In 2022 he starred in Les Amandiers - internationally known as Forever Young. His partner and the movie’s director, Valeria Bruni Tedeschi (sister of former first lady Carla Bruni-Sarkozy), admitted she knew of multiple warnings regarding the actor, but chose to brush them off as ‘rumours’.
The couple denounced ‘relentless media fury’, while alleged victims claimed a whole system in the cinema industry allowed the actor to rise, in spite of his reputation.
Bennacer’s performance in the film has been widely praised by critics, and he was tipped to make the cut for this year’s Cesar Awards nominees in the ‘best new actor’ category. But the Academy decided otherwise after receiving news he was under investigation for sexual and domestic violence.

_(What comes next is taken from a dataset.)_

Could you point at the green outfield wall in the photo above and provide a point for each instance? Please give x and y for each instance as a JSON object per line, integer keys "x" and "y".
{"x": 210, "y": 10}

The Cesar Academy said for this year’s ceremony on February 25, no nomination will be possible for anyone under investigation for violence, including sexual violence. In a press release, the French awards’ board declared it is looking at making this rule permanent, but will need to review its official rules.
Cesars criticised over Polanski in the past and present
In 2020, the Cesar Academy was heavily criticised by French actress Adel Haenel after Roman Polanski received an award for Best Director.
The French-Polish film director has lived and worked in France for decades, in spite of being convicted of drugging and raping a 13-year-old girl in the US in 1977.
He fled the country to go to France in 1978, and French authorities have refused to enforce an international arrest warrant against him. Polanski has admitted the actions he is accused of, but he claims they were consensual.
Haenel, who had recently spoken up as part of the French #MeToo movement, stormed out of the room, shouting ‘It's a disgrace!’. Polanski supporters however, including actor Jean Dujardin who starred in his movie, J'Accuse (An Officer and a Spy), said the public should make a difference between the man and the artist.